Real Talk about Abortion
This is a hard post to write, and it’s about to get extremely candid up in here. So here’s your trigger warning: this post will talk about abortion and losing a child. This post will be political. If that’s not your bag, no hard feelings.
Now that we got that out of the way…
Two weeks ago when it was announced Justice Kennedy would be retiring and Trump would be able to nominate someone, I was filled with dread. Not since that fateful day in November 2016 have I faced this kind of dread, the kind that fills you with a brutal combination of fear, anxiety, and rage. It also coincided with the fact I was returning to work a few days later, so I think most people in my life, even those closest to me, assumed I was feeling anxious about that. But, here’s the thing that kept running through my mind on that day: If Trump nominates a Justice that overturns Roe V. Wade (as he has promised to do), and if / when I get pregnant again that baby gets the same diagnosis I had during my first pregnancy (which can happen), I am utterly fucked.

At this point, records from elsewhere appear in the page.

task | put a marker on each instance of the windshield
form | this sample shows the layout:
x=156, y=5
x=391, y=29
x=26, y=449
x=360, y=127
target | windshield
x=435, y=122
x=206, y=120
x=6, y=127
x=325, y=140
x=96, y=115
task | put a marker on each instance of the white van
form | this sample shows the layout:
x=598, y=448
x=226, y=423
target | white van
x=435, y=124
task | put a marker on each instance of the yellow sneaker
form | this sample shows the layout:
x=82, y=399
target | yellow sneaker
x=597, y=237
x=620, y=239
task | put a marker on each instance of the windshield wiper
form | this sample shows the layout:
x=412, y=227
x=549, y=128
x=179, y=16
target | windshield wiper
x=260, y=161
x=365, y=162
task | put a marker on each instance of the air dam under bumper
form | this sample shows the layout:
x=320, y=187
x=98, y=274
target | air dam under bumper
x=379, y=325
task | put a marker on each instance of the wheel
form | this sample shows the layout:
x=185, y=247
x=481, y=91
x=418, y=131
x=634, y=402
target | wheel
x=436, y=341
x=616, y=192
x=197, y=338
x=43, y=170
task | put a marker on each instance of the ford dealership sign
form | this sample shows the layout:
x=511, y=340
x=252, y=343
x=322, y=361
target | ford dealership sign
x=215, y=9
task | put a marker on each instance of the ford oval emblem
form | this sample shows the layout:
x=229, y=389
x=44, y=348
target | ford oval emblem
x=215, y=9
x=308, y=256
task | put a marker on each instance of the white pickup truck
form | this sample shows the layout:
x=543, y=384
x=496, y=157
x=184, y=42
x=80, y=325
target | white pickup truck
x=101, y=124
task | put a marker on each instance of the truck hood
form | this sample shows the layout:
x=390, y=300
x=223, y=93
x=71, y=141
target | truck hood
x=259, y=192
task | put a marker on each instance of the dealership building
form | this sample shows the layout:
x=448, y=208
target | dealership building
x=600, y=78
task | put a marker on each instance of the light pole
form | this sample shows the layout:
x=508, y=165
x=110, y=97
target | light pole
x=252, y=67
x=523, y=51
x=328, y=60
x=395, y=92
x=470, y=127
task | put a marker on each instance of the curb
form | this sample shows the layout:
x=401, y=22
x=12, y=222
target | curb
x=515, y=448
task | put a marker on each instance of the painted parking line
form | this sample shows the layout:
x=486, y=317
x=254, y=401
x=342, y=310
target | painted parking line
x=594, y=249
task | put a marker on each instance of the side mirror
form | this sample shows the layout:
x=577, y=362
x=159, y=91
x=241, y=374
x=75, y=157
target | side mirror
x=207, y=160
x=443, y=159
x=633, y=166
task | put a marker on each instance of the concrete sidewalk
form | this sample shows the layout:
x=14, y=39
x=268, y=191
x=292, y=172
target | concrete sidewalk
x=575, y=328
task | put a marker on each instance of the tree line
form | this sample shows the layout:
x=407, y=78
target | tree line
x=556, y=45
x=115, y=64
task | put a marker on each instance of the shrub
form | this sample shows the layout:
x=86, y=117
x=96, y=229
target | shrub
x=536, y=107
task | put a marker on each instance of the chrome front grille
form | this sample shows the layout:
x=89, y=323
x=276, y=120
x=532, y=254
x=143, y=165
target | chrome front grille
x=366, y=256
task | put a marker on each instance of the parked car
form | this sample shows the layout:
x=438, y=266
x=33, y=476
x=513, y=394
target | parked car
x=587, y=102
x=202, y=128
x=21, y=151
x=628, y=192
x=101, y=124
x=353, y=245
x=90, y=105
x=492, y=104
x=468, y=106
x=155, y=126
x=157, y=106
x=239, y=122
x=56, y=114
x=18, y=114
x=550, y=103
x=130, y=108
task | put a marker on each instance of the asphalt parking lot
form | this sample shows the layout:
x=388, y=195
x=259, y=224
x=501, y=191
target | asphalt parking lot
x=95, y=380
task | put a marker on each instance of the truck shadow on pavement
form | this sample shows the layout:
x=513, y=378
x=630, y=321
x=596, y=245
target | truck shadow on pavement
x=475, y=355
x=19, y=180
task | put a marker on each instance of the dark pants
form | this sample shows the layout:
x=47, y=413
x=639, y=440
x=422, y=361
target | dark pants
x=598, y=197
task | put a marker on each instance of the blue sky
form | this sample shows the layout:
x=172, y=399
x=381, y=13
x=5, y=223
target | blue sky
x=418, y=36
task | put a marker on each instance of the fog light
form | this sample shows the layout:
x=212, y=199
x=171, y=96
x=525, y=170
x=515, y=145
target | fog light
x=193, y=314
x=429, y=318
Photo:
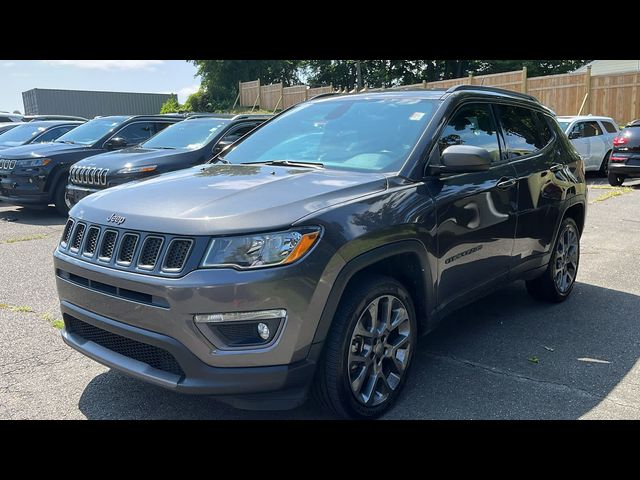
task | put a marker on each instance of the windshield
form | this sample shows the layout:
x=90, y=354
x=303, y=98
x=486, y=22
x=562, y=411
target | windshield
x=189, y=134
x=358, y=134
x=92, y=131
x=19, y=135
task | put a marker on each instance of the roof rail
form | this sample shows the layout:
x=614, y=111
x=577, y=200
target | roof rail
x=457, y=88
x=320, y=95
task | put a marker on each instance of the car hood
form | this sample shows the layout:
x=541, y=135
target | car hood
x=226, y=199
x=40, y=150
x=130, y=156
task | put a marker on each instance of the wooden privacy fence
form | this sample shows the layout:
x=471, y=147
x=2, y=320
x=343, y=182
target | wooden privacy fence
x=276, y=96
x=614, y=95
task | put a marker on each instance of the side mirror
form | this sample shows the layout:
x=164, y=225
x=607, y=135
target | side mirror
x=463, y=159
x=115, y=143
x=221, y=145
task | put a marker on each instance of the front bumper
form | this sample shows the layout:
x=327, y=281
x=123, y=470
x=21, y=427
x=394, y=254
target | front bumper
x=281, y=386
x=74, y=193
x=22, y=189
x=624, y=169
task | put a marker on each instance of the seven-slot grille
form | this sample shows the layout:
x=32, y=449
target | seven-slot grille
x=177, y=254
x=127, y=248
x=124, y=249
x=92, y=241
x=7, y=164
x=88, y=176
x=78, y=235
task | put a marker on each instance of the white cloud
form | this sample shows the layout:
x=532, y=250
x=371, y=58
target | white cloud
x=109, y=64
x=184, y=93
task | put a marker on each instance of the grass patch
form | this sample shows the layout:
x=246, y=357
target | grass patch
x=38, y=236
x=612, y=192
x=54, y=321
x=16, y=308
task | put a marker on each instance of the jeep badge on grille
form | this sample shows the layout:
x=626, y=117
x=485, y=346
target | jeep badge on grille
x=117, y=219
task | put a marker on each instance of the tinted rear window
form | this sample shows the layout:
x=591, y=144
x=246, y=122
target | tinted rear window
x=521, y=128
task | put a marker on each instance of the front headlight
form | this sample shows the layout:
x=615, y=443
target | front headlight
x=146, y=168
x=34, y=162
x=260, y=250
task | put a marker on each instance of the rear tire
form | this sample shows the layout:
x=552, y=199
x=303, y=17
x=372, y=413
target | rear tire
x=556, y=283
x=365, y=363
x=615, y=180
x=604, y=166
x=59, y=198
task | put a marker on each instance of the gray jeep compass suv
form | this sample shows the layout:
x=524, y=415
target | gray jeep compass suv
x=312, y=255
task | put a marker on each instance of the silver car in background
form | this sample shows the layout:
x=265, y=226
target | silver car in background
x=593, y=138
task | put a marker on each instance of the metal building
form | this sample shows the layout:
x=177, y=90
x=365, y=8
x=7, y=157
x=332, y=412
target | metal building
x=88, y=104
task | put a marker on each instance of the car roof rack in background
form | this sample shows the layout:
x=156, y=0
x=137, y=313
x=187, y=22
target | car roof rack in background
x=457, y=88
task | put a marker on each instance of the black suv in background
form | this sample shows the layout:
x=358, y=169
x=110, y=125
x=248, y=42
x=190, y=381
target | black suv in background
x=36, y=175
x=188, y=143
x=37, y=131
x=624, y=161
x=313, y=253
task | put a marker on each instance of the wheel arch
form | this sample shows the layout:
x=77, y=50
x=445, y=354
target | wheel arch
x=404, y=261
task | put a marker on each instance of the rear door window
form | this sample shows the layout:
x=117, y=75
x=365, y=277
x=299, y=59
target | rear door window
x=609, y=127
x=521, y=128
x=591, y=129
x=473, y=125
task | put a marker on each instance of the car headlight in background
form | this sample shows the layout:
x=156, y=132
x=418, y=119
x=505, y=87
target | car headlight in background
x=260, y=250
x=34, y=162
x=145, y=168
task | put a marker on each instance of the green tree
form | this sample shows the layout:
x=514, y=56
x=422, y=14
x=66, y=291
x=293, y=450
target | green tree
x=171, y=105
x=220, y=77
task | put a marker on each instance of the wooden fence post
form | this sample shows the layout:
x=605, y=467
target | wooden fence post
x=588, y=89
x=634, y=99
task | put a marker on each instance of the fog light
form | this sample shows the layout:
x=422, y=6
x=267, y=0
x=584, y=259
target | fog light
x=263, y=331
x=239, y=316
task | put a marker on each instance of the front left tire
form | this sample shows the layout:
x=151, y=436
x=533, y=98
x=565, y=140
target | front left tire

Here’s the thing that most pro-lifers fail to bring up in the great abortion debate. Most people who have a second trimester abortion (as I did) DO NOT WANT TO. It was the hardest decision I’ve ever had to make in my life, and hopefully ever will have to. I carry the pain from that decision with me every damn day. And yet, we would be the ones most affected if Roe V. Wade is overturned. Making that decision was hard enough with supportive doctors, medical staff, and family. Having to go through that with the decision being taken away would be unthinkable. Essentially the options would be allow the child and family to suffer, or face criminal action. How fucking horrible.
Now I know I live in California and the chances of abortions being illegal here are less likely, but that doesn’t make me feel any better for people living in places like Indiana. And here’s what’s even more complicated about this side of the abortion debate: pro-lifers don’t support it because it’s still abortion (even if it’s for medical reasons), and pro-choicers are less likely to talk about it because it’s not purely a choice. And because of that, it’s hard to group a termination for medical reasons into the same category as a “typical abortion.” Even phrasing it that way can be offensive to pro-choicers. So, this kind of abortion gets put into its’ own gray area that no one wants to talk about. And how the hell can we start to defend something when most people don’t even know this kind of thing occurs.
I have always been pro-choice, but nothing about my decision to end my first pregnancy felt like a choice. It was simply awful. And yet, every day when I look at my amazing son, I’m reminded that he wouldn’t exist if I hadn’t had my abortion. That is a really fucking hard truth to reconcile and that’s what makes this whole thing even more complicated for me. I wonder how many other mothers are in the same position. And if so, aren’t we the ones that need to be the fiercest supporters of upholding Roe V. Wade? My choice to have an abortion did end a life— a life that would have been filled with strife and pain and may have not even made it to their birth day. But that same decision also created a precious little boy. And that is why I’m filled with dread. And that is why we have to do everything we can to ensure women can still choose what to do for their bodies and babies. And that is why we need to start talking about and humanizing abortions of all kinds.